Prompted by what I have read, I started to think about the premise of Carrion. Truby assert that the premise “is your story stated in one sentence. It is the simplest combination of characters and plot and typically consists of some event that starts the action, some sense of the main character, and some sense of the outcome of the story.” On the other hand McKee asserts that the premise is simply “an open ended question: What would happen if… ?” For example. “What would happen if a shark swam into a beach resort and devoured a vacationer? JAWS.”

What Truby calls premise, McKee calls the controlling idea. “A controlling idea may be expressed in a single sentence describing how and why life undergoes change from one condition of existence at the beginning to another at the end.” What McKee calls the controlling idea Truby calls the designing principle. “The designing principle is what organizes the story as a whole. It is the internal logic of the story, what make the parts hang together organically so that the story becomes greater than the sum of its parts.”

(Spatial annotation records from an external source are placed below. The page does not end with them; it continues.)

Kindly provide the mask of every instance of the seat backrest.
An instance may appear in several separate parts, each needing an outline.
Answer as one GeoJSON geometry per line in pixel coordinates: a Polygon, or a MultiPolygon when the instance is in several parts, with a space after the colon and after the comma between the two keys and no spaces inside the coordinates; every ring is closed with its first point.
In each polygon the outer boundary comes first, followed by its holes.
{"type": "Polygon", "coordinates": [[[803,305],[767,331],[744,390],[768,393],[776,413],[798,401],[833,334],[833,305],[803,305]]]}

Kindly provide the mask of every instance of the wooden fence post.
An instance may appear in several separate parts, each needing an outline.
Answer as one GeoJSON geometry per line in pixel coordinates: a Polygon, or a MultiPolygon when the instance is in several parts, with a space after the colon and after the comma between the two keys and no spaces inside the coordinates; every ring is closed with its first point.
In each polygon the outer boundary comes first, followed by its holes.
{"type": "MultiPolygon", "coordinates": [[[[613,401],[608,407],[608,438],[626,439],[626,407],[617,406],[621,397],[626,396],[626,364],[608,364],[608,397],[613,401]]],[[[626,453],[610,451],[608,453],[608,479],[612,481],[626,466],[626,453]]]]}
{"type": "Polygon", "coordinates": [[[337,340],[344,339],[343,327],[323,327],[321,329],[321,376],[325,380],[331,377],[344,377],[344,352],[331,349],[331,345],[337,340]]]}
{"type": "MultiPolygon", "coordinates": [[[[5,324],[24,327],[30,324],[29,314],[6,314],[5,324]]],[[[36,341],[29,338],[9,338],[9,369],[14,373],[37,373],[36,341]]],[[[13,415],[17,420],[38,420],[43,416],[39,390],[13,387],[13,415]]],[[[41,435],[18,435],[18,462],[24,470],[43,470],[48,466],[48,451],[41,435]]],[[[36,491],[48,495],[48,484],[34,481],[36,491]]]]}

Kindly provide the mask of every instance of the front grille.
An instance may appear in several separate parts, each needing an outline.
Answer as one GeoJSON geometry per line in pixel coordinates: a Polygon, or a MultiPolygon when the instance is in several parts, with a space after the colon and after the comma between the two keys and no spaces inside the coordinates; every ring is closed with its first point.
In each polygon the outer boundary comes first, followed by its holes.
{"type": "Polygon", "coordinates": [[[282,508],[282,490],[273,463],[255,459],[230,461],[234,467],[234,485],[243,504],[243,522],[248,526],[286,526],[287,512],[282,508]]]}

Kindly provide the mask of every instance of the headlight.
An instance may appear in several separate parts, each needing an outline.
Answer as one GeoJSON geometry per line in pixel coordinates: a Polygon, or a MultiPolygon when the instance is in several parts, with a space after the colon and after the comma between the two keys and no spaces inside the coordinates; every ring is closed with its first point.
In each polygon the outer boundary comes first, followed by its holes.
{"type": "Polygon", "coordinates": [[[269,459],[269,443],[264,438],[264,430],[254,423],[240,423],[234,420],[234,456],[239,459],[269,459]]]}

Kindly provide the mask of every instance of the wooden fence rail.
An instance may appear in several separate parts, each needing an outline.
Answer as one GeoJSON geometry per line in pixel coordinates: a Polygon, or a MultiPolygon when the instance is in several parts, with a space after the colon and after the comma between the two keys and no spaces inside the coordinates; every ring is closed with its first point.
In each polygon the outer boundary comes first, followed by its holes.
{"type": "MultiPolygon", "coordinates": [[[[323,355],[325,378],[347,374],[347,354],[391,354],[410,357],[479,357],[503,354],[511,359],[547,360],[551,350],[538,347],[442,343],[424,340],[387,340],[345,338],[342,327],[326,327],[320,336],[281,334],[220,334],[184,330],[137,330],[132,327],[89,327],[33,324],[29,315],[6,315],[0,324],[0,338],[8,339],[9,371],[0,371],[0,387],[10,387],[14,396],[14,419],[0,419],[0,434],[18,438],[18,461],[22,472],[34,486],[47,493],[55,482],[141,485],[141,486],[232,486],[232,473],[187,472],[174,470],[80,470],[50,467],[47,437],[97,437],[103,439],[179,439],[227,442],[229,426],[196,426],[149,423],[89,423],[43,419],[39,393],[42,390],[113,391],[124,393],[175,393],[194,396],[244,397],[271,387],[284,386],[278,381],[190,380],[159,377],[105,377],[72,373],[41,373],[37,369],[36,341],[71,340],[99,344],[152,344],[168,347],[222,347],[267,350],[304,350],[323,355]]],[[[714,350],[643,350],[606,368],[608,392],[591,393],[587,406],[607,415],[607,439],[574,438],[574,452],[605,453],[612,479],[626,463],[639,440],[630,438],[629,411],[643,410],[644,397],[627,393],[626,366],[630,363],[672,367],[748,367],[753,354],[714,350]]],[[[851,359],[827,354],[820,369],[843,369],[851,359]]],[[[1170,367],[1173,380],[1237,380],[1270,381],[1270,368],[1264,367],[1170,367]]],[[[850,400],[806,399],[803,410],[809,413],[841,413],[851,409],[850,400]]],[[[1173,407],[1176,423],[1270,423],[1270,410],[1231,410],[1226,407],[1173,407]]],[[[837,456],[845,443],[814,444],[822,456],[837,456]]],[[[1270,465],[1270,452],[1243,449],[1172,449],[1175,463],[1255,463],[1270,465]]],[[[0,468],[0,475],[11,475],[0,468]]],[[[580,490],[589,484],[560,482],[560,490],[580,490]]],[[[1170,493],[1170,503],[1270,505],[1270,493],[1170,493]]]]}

While both notions of premise make sense, Truby’s version sounds to me like the logline, and seems too detailed to be what McKee describes as “the idea that inspires the writer’s desire to create a story.” If Truby is right when he says “if your premise is weak, there is nothing you can do to save the story” I need to seriously rethink the foundations of Carrion.

When I first started work on Carrion. The initial inspiration came from an idea that they, the government, the powers of prohibition, genetically engineered insects to eat drugs. The whole script was written from that starting point. Characters, plot, dialogue, I now realise were built on shaky foundations. With insights I gained reading Truby, I now realise that drug eating insects was too nebulous an idea, and lacks any notion of what’s at stake in the story. With some work, and the help of McKee, I have come to another “what if” question, what if the war on drugs escalates into civil war?

According to Truby this is still not strong enough, and needs to be expanded to include the event that starts the action, some sense of the main character, and some sense of the outcome of the story. While I still have the character of Carrion’s previous draft, I know this draft has a different outcome. What it is I don’t know yet, but I do know I have a lot more work to do.

The thing I’ve realised while writing this is that while both Truby and McKee offer invaluable insights into the craft of screenwriting, neither has the definitive answer, but they are both useful as tools to clarify my own understanding.